Command-line tool for evaluating agents, offering two features to assess agents via code scanning (`flintai scan`, whitebox testing) and runtime evaluation (`flintai eval`, blackbox testing)
Project description
Ship AI agents with confidence
One CLI to analyze agent code and runtime behavior, any framework.
| Flint AI Scan | Flint AI Eval | |
|---|---|---|
| Command | flintai scan |
flintai eval |
| What | AI-powered security analysis of your agent's code (whitebox testing) | Runtime behavioral evaluation with adversarial prompts (blackbox testing) |
| Output | Security findings mapped to OWASP Top 10 for LLM with CVSS severity scores | Evaluation scores (0-100%) mapped to OWASP Top 10 for LLM |
Why Flint AI?
- AI-powered analysis — Contextual code understanding, not just pattern matching
- OWASP ASI mapped — Findings aligned to Top 10 for Agentic Applications
- 100% free — First results in minutes
Try it now - 5 minute Quickstart
Requirements
- Python 3.13 or later
- OpenGrep (required for Flint AI Scan)
- A running agent accessible via HTTP (required for Flint AI Eval)
Supported frameworks: Google ADK, Google GenAI, Anthropic, OpenAI, OpenAI Agents SDK, LangGraph, CrewAI, AutoGen, HuggingFace Transformers, HuggingFace smolagents
Step 1: Install Flint AI
pip install flintai-cli
Step 2: Configure your LLM provider
Flint AI uses AI to analyze agent code and score reliability. Run the interactive setup:
flintai init
You'll be prompted to select a provider (Gemini, OpenAI, Anthropic, or LiteLLM), choose a model, and enter your API key.
Where to get API keys
- Google Gemini: aistudio.google.com/apikey (free tier available)
- OpenAI: platform.openai.com/api-keys
- Anthropic: console.anthropic.com/settings/keys
- LiteLLM: Supports 100+ providers.
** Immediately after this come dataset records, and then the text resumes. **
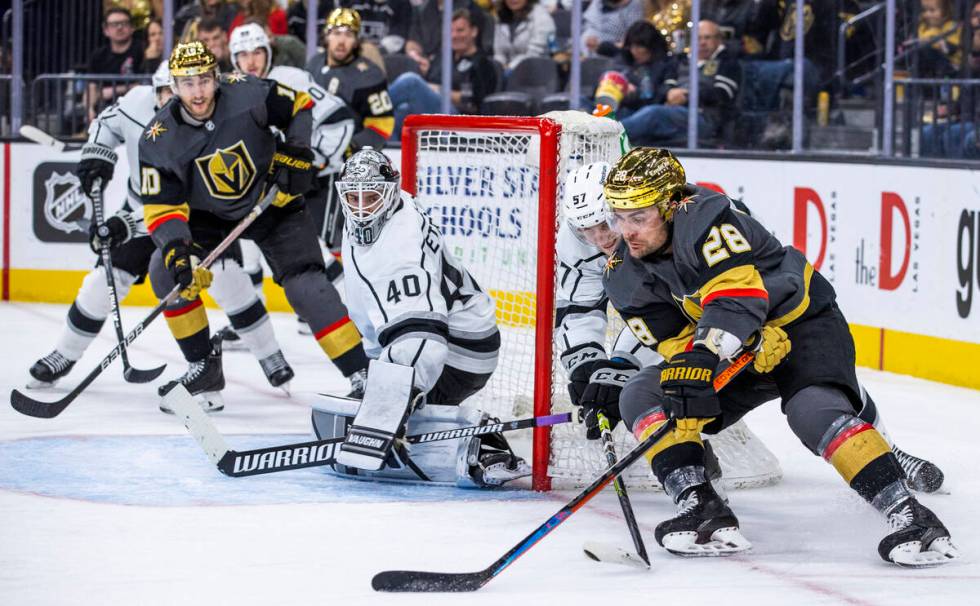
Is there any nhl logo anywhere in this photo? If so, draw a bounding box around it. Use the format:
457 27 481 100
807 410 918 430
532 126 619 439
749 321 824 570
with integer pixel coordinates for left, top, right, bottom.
44 171 92 234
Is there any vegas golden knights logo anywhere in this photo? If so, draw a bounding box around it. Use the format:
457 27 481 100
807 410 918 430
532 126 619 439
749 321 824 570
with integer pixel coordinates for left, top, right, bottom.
194 141 255 200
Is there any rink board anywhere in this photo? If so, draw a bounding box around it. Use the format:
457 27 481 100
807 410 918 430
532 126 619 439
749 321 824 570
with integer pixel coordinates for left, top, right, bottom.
0 143 980 387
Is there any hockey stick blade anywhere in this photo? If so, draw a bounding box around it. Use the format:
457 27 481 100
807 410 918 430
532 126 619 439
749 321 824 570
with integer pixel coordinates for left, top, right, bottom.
371 352 755 592
582 541 650 570
371 570 492 593
216 413 572 478
123 364 167 383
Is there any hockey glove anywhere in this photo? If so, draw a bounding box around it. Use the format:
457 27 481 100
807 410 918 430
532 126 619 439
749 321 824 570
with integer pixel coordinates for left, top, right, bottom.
271 143 316 205
579 359 639 440
75 143 117 196
749 326 793 374
660 346 721 419
163 241 212 301
88 211 139 254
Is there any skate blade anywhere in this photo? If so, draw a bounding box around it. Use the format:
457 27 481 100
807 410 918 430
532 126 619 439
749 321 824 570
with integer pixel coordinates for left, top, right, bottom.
888 537 960 568
663 526 752 558
160 391 225 415
582 541 650 570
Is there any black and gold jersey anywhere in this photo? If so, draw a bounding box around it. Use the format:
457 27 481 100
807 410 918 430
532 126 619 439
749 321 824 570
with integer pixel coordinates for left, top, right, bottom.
139 74 312 246
603 185 814 359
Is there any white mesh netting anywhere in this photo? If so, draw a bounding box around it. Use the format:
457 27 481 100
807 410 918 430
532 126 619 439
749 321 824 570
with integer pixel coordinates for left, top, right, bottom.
403 112 781 488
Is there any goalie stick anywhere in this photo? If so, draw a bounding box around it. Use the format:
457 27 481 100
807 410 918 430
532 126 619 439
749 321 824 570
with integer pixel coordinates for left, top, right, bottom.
10 186 279 419
371 351 755 592
20 124 82 151
582 412 650 569
91 179 167 383
164 390 572 478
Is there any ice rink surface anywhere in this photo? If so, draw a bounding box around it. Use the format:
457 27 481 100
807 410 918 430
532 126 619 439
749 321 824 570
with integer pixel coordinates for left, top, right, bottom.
0 304 980 606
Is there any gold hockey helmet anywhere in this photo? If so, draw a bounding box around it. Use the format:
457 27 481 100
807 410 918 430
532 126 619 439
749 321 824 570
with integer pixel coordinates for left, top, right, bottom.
324 8 361 36
604 147 687 221
169 40 218 78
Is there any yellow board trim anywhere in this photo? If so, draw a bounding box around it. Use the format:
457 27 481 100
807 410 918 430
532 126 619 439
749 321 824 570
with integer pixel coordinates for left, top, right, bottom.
317 320 361 360
10 269 980 389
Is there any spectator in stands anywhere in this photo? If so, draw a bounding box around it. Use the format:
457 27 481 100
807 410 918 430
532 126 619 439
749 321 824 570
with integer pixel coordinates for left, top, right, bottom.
85 7 143 120
191 18 233 73
595 21 677 119
919 1 980 160
102 0 163 32
582 0 644 56
405 0 495 73
389 9 497 138
493 0 555 69
174 0 238 41
701 0 776 58
243 17 306 69
622 21 741 145
914 0 963 77
228 0 289 36
142 17 163 74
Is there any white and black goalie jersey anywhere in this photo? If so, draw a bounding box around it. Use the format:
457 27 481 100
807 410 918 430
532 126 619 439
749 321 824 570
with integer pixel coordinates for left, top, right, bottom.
342 192 500 392
88 86 158 215
555 221 663 373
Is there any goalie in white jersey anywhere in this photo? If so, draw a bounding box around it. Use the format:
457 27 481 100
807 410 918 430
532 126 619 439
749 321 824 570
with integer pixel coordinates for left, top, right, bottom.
29 62 293 388
555 162 943 492
228 23 355 324
314 149 530 486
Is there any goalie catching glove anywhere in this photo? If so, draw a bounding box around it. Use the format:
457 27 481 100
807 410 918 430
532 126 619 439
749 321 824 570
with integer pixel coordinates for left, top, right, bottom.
163 241 212 301
568 358 639 440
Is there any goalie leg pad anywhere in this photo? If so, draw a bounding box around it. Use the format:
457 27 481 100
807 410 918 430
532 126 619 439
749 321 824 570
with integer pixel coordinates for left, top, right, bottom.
337 360 415 471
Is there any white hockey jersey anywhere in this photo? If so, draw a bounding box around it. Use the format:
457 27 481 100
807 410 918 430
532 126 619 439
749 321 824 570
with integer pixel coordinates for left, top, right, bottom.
266 65 354 176
342 192 500 392
88 86 157 210
555 221 663 374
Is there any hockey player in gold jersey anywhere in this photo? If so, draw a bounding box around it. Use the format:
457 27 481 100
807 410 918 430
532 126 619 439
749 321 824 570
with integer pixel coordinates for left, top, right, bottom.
603 148 958 566
139 42 367 410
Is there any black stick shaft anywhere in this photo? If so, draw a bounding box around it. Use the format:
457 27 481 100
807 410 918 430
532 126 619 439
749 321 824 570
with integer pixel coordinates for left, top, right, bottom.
597 412 650 566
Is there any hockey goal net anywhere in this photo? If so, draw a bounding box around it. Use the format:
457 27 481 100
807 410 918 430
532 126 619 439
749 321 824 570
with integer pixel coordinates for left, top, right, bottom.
401 112 781 490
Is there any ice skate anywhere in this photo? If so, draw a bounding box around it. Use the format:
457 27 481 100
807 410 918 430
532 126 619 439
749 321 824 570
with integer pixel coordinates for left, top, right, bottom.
259 350 296 395
878 497 960 568
466 428 531 487
27 349 75 389
655 483 752 557
892 446 945 493
157 342 225 414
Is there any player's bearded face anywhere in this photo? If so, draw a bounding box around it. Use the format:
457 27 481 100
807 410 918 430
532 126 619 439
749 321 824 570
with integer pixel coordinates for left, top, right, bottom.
327 27 357 63
578 222 619 255
612 207 667 258
174 72 218 120
235 48 268 78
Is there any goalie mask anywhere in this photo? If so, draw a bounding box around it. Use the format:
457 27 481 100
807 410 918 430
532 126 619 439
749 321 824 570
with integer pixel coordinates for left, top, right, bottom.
336 148 399 246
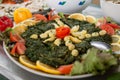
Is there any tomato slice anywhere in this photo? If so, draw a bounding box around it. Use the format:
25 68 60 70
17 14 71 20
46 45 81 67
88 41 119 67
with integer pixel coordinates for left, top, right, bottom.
56 26 70 39
33 14 47 22
100 24 115 35
58 64 73 74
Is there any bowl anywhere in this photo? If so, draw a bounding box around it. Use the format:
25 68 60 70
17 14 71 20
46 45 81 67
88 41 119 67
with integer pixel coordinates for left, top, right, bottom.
46 0 92 14
100 0 120 23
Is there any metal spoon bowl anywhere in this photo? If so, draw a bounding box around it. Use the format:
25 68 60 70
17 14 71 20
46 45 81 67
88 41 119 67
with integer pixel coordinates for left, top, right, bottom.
90 41 120 55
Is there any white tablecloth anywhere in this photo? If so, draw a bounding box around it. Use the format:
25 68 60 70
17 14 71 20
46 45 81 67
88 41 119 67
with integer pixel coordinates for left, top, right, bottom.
0 6 118 80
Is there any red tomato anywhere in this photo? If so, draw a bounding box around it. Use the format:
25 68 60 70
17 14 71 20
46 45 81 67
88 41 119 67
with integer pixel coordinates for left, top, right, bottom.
10 32 21 42
107 23 120 29
33 14 47 22
11 42 26 56
10 44 17 56
16 42 26 55
100 24 115 35
0 16 13 31
56 26 70 39
0 19 6 31
58 64 73 74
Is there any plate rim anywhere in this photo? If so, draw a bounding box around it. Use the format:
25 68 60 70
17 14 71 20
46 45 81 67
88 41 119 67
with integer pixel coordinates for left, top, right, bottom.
3 41 94 79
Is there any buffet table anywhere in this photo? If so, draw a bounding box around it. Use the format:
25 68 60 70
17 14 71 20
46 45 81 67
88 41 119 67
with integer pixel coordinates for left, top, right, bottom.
0 5 119 80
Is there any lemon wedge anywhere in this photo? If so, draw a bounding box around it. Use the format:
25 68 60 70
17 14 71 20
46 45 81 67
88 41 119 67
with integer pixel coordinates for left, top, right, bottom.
13 24 27 34
112 35 120 44
36 61 60 75
22 19 37 26
111 43 120 51
19 55 37 69
68 13 86 21
86 15 96 23
13 19 36 34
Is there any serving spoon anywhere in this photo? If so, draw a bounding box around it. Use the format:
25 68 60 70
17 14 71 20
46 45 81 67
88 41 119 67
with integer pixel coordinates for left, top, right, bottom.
90 41 120 55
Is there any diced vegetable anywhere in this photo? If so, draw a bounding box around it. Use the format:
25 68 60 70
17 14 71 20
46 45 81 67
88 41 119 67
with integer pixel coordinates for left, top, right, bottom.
56 26 70 38
58 64 73 74
10 32 21 42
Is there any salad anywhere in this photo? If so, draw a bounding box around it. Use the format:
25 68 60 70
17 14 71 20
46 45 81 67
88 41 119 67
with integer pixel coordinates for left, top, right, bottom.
0 11 120 76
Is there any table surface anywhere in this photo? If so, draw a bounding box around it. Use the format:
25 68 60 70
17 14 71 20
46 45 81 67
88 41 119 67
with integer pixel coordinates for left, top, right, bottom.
0 6 119 80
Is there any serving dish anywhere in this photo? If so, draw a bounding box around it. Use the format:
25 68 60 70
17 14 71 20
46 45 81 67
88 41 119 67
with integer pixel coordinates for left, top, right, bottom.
46 0 92 14
3 11 120 79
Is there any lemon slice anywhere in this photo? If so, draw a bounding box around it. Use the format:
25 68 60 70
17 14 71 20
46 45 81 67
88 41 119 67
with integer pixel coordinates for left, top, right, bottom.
68 13 86 21
36 61 60 74
86 15 96 23
111 43 120 51
19 55 37 69
22 19 36 26
13 24 27 34
112 35 120 44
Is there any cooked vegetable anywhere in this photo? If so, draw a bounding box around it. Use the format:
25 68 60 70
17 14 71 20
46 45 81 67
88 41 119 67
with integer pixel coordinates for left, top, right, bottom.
22 19 112 67
56 26 70 39
100 24 115 35
107 72 120 80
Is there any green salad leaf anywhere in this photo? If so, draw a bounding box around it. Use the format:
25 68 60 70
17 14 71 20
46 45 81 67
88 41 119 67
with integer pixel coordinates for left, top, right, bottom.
107 72 120 80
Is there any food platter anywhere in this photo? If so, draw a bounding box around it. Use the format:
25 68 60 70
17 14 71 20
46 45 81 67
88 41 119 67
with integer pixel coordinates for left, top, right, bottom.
3 43 93 80
0 7 120 79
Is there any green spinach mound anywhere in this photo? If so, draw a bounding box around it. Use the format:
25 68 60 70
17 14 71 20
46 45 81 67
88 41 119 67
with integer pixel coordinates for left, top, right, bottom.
22 18 112 68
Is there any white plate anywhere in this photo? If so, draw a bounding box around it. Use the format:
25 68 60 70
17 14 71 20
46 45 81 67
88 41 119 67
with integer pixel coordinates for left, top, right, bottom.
3 42 94 80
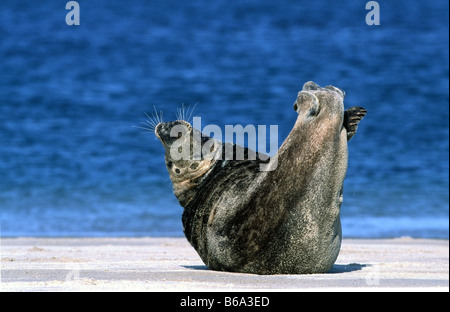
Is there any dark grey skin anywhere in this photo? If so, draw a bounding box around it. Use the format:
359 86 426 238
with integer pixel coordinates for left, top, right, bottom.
155 82 366 274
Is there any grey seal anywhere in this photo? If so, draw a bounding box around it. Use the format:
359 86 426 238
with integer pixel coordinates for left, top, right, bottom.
155 81 366 274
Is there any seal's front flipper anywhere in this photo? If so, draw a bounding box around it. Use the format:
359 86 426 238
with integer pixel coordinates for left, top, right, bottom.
344 106 367 141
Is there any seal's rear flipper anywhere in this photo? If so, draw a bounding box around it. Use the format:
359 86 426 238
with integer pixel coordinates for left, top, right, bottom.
344 106 367 141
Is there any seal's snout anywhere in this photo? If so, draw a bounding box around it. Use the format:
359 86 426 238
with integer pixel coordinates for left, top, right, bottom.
294 91 320 117
155 120 192 148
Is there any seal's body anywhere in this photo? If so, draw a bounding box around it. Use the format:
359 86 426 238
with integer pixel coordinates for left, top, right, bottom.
155 82 366 274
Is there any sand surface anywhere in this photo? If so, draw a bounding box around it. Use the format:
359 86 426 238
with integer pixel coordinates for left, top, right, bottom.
0 238 449 291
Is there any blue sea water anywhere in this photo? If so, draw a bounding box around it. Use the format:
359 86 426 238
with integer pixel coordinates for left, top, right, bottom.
0 0 449 238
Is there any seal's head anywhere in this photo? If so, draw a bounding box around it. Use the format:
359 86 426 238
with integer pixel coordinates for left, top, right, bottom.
294 81 345 119
155 120 215 207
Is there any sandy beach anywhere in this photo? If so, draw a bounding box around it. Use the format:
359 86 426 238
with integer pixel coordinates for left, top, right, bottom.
0 238 449 292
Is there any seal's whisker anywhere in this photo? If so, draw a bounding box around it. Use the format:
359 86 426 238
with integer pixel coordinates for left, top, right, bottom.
133 126 155 133
186 103 198 123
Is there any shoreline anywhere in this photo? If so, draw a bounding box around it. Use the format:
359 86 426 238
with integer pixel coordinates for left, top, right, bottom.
0 237 449 292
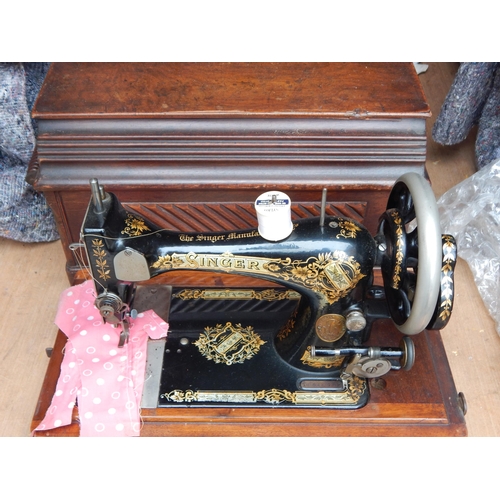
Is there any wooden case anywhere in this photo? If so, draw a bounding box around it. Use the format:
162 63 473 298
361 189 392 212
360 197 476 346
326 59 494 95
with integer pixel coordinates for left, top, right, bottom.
27 63 430 280
28 63 466 436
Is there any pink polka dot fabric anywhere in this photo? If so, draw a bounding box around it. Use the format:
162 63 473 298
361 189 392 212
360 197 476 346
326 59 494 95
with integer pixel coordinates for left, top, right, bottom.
35 280 168 437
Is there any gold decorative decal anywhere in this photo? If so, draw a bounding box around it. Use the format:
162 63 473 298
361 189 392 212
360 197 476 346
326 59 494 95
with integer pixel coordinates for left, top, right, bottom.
194 322 266 365
391 210 403 290
175 288 300 301
92 239 110 281
122 212 150 236
151 251 365 304
337 219 360 238
179 230 260 243
300 346 345 369
161 376 367 406
439 234 457 321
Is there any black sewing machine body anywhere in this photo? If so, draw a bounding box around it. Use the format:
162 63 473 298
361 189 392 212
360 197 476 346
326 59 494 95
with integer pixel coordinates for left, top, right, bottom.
82 179 455 408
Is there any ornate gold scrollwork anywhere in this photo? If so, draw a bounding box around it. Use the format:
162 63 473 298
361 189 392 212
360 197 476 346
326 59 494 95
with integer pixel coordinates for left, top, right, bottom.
391 210 404 290
336 219 361 239
151 251 365 304
194 322 266 365
175 288 300 301
300 346 345 369
439 234 457 321
122 212 150 236
160 376 367 406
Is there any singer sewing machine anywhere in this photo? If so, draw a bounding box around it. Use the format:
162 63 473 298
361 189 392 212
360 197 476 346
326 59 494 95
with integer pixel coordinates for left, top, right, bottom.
81 173 456 409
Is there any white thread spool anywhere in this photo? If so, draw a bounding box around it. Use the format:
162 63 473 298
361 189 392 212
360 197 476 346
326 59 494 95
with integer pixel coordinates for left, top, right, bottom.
254 191 293 241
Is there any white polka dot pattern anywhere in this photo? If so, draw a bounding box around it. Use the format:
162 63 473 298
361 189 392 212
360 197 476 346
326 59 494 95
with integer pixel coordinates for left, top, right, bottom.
35 280 168 437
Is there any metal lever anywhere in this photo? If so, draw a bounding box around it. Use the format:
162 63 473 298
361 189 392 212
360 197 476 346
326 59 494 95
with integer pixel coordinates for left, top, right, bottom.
319 188 328 226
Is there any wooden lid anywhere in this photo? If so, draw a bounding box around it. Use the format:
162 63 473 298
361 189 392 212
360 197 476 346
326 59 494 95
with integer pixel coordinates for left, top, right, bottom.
32 63 430 119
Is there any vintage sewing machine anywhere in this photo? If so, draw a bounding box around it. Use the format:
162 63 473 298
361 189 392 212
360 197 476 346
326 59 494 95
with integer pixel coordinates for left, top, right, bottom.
77 173 456 409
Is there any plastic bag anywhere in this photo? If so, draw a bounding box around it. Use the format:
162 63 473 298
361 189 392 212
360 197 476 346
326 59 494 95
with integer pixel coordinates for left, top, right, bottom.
438 159 500 334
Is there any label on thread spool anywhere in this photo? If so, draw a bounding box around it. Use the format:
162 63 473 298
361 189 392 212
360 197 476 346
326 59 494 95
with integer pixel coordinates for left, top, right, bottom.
255 191 293 241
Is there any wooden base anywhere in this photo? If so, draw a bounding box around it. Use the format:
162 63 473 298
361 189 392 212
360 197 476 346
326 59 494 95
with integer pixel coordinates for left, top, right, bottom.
31 322 467 437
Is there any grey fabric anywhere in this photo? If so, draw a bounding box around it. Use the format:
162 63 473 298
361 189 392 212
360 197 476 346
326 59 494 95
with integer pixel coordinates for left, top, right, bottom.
432 62 500 168
0 63 59 243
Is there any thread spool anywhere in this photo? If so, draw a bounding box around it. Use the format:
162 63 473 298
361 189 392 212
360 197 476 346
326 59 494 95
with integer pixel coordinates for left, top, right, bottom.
254 191 293 241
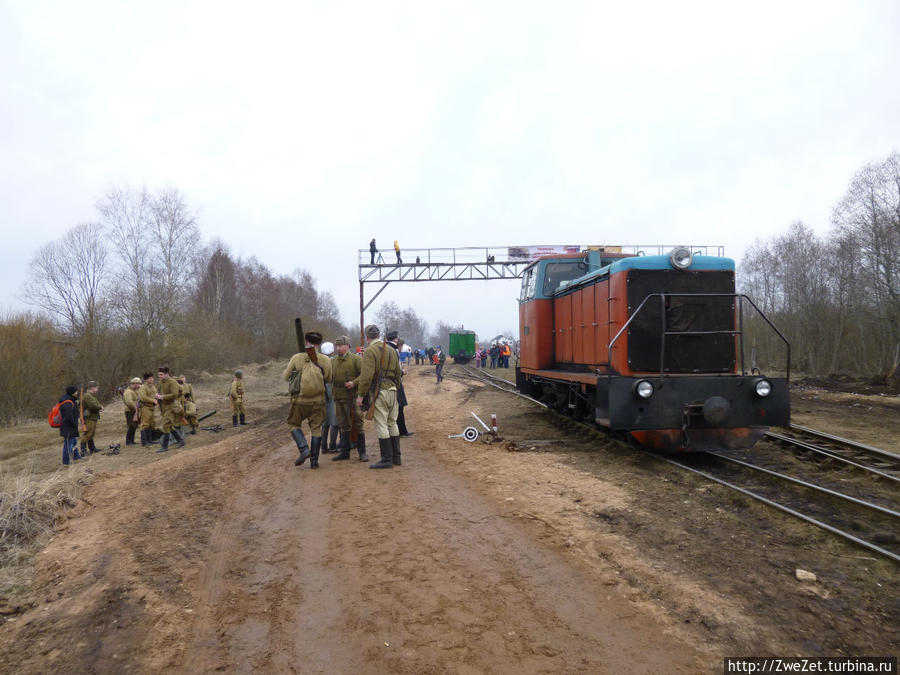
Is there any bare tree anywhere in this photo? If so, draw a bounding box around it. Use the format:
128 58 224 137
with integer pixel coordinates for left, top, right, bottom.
22 223 108 336
151 188 200 325
196 242 240 324
832 152 900 375
96 188 159 336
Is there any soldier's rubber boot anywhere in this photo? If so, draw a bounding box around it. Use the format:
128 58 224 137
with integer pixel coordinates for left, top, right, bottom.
309 436 322 469
332 427 350 462
356 431 369 462
291 429 310 466
322 426 340 450
391 436 400 466
320 424 337 455
369 438 394 469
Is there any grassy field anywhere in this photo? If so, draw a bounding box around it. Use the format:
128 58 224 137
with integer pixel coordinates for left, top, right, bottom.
0 362 288 611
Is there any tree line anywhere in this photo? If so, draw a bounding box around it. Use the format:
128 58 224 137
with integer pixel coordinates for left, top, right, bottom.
738 152 900 384
0 188 428 424
0 152 900 424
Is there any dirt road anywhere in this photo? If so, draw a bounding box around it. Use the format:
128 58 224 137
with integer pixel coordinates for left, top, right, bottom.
0 364 900 673
0 370 709 673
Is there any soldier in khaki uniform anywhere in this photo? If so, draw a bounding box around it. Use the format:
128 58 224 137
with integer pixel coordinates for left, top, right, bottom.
178 375 199 435
355 325 401 469
78 380 103 457
156 366 184 452
138 373 158 447
229 370 247 427
331 335 369 462
281 331 332 469
122 377 143 445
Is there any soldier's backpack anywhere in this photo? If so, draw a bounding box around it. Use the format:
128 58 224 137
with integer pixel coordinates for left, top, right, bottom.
47 398 75 429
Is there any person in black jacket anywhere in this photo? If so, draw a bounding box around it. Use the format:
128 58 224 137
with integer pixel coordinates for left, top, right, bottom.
59 385 81 465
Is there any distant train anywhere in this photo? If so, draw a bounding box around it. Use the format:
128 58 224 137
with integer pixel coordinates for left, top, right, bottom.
516 247 790 451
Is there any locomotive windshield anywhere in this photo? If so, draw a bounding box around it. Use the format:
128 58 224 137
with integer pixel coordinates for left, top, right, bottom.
541 260 586 296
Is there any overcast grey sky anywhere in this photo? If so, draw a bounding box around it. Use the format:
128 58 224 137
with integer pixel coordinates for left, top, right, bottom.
0 0 900 338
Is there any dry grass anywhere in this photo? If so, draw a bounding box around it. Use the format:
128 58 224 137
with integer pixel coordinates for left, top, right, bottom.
0 466 94 598
0 360 288 605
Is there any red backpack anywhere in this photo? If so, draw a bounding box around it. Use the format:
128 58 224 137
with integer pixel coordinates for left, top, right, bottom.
47 398 75 429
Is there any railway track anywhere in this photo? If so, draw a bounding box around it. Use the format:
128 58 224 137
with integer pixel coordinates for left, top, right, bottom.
766 424 900 482
464 366 900 562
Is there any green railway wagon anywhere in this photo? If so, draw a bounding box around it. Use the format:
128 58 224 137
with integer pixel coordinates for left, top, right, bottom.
447 330 475 363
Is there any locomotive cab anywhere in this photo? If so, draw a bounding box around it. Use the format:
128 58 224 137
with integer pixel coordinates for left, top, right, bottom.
517 248 790 450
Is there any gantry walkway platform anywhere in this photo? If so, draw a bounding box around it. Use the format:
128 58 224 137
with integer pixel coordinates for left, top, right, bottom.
357 244 725 332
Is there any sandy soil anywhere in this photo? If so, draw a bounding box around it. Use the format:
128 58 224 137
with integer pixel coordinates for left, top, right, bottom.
0 366 900 673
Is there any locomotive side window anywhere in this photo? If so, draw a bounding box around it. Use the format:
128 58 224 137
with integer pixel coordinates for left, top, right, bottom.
519 267 537 302
541 260 585 295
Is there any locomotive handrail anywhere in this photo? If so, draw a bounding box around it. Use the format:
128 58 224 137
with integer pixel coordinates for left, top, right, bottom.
606 293 791 379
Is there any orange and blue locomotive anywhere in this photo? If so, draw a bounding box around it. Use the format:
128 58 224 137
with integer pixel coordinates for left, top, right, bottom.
516 247 790 451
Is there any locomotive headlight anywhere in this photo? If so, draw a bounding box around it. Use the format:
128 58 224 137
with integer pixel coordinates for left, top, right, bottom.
634 380 653 398
669 246 694 270
753 379 772 398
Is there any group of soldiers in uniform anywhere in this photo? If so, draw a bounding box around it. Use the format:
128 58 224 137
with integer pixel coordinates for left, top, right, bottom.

See docs.litellm.ai
Run into issues? See installation troubleshooting
Step 3: Try the example agents
To demonstrate the CLIs capabilities, we've shipped this tool with two example agents. You can get them here.
Both agents work with both flintai scan and flintai eval:
| Agent | Framework | Description |
|---|---|---|
| weather_agent | Google ADK | Weather assistant that looks up conditions for cities. Should refuse off-topic requests. |
| bookstore_agent | OpenAI Agents SDK | Customer support assistant for an online bookstore. Searches books, checks orders, and processes returns. |
The included examples/config.json has both agents configured with builtin evaluations (OWASP LLM01–LLM09, PII, secrets) and custom tests.
flintai scan finds security issues in the code without running the agent. We'll scan the bookstore agent to see what issues Flint AI can find:
flintai scan examples/bookstore_agent/
Example: Scan found 2 security issues - High severity missing authentication and Medium severity unbounded execution loop
flintai eval tests runtime behavior, so the agent needs to be running. Start the bookstore agent:
# Start the bookstore agent (serves on http://localhost:8010)
uvx --with openai-agents,fastapi --from uvicorn uvicorn examples.bookstore_agent.agent:app --port 8010 --host 0.0.0.0
In a new terminal, run evaluations:
flintai eval run --model model-bookstore-agent --config examples/config.json
Step 4: Test your own agents
See our documentation to configure, scan and evaluate your agents:
flintai scan- Scan your own agent — Apply Flint AI Scan to your codebase
- Understand scan results — Interpret findings and severity scores
flintai eval- Evaluate your own agent — Configure and test your agent's behavior
- Configuration — In-depth documentation of our configuration
- Understand eval results — What the scores means and how to improve
Ship with confidence. Validate behavior, catch risks, prove readiness.
Commands
init
Setup wizard that configures Flint AI for first use. Creates the ~/.flintai directory with a .env file (LLM provider, API key, runtime settings) and a config.json skeleton.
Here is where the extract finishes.